Brussels, 2 March 2011

Mergers: Commission approves the acquisition of Nortel's Multi-Service Switching business by Ericsson

The European Commission has approved under the EU Merger Regulation the proposed acquisition by Swedish company Ericsson over the Multi-Service Switching Business of Canadian Nortel Network Corporation. After examining the operation, the Commission concluded that the transaction would not significantly impede effective competition in the European Economic Area (EEA) or any substantial part of it.

Telefonaktiebolaget LM Ericsson ("Ericsson") provides telecommunication equipment and related services to mobile and fixed network operators. It comprises four main business units: Networks, Global Services, Multimedia, and CDMA and GSM Business.

The Nortel Multi-Service Switching (MSS) Business is globally active in the sale of MSS switches to service providers delivering in real-time a variety of data, voice, and video services. The MSS Business also provides certain associated services such as maintenance and support services.

Both Ericsson and the Nortel MSS Business are MSS suppliers. Switches are devices used in the transmission of data. Ericsson is also active in the provision of complete networking solutions to telecommunication operators mostly in the GSM, CDMA, UMTS/W-CDMA (an interface standard used in 3G) and Voice over Internet Protocol (VoIP) technologies, where MSS are used as an input.

The Commission's market investigation identified no competition concerns in relation to the parties' overlapping activities in the market for MSS switches. MSS switches are only sold as replacement, add-ons and extensions to existing customers as there are newer switching technologies.

The Commission's market investigation however revealed that the Nortel MSS switches are a critical input for Alcatel-Lucent, which is one of Ericsson's main competitors in the downstream market for UMTS/W-CDMA mobile network equipment. MSS switches are proprietary in nature and Alcatel-Lucent needs Nortel MSS switches for its UMTS/W-CDMA business, which it acquired from Nortel in 2007.

In the course of the Commission's investigation, Ericsson and Alcatel-Lucent reached an agreement to extend the supply contract between Alcatel-Lucent and Nortel addressing all potential competition concerns in relation to the continuity of supply of MSS switches. The Commission found that Ericsson, which is the leading player in the market for UMTS/W-CDMA, would not have the ability to cut off supplies of one of its competitors.

The Commission's investigation also confirmed that the proposed transaction would not lead to any competition concerns in the downstream markets for GSM or VoIP network equipment, given the limited market position of Ericsson's competitors who depend on Nortel MSS switches and Ericsson's lack of incentive to engage in such a strategy.
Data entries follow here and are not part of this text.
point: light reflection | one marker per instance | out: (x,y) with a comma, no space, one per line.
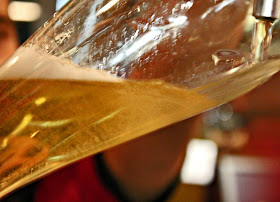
(105,8)
(25,121)
(34,134)
(200,162)
(40,101)
(20,11)
(147,41)
(216,8)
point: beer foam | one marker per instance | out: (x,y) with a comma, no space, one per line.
(27,63)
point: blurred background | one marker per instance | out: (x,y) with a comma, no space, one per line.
(224,162)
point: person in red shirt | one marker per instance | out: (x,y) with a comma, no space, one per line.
(143,170)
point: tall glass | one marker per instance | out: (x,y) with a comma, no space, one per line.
(102,72)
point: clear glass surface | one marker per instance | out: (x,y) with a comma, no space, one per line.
(101,73)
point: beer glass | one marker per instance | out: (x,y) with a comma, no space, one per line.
(102,72)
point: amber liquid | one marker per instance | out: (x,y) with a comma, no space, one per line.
(46,123)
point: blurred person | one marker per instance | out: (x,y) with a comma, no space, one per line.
(145,169)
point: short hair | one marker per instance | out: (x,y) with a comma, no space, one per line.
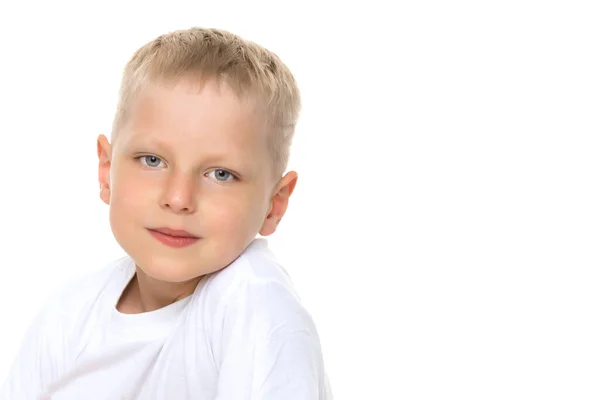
(248,68)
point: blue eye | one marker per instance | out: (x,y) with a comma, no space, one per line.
(221,175)
(151,161)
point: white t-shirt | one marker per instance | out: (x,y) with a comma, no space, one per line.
(243,334)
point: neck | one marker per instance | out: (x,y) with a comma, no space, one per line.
(145,294)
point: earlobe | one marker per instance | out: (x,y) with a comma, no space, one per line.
(104,162)
(279,203)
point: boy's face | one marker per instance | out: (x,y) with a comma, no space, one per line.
(193,160)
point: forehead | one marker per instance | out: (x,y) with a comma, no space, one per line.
(197,116)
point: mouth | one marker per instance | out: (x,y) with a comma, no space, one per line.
(173,237)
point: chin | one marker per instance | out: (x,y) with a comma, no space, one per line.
(167,269)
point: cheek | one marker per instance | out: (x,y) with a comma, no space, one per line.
(128,191)
(235,215)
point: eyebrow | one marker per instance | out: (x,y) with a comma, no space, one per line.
(144,140)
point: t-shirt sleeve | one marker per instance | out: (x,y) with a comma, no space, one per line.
(269,348)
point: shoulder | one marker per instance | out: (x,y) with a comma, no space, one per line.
(79,294)
(256,290)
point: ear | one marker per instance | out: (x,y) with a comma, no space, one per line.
(104,159)
(279,203)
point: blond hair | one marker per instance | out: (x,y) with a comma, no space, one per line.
(249,69)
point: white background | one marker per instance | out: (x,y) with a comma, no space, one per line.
(446,226)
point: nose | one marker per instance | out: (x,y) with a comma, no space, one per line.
(179,194)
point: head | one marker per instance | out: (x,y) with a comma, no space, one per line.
(200,143)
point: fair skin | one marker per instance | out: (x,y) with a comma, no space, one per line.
(191,158)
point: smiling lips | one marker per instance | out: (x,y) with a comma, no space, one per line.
(173,237)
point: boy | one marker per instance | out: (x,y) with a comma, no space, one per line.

The Commission therefore concluded that the transaction would not significantly reduce competition in all or part of the European Economic Area (EEA).

The proposed transaction did not meet the thresholds of the Merger Regulation, but was referred to the Commission for review following a request from the merging parties. It was notified to the Commission for regulatory clearance on 13 January.

Merger control rules and procedures

The Commission, in 1989, was given the power to assess mergers and acquisitions involving companies with a turnover above certain thresholds (see Art 1 of the Merger Regulation). The Commission clears the vast majority of mergers without conditions and only accepts remedies or prohibits mergers when the notified transaction would lead to a significant impediment to competition and make consumers worse off.

From the moment a transaction is notified, the Commission generally has a total of 25 working days to decide whether to grant approval (Phase I) or to start an in-depth investigation (Phase II).

EU merger clearance does not prejudge the result of other possible probes under State aid or antitrust rules.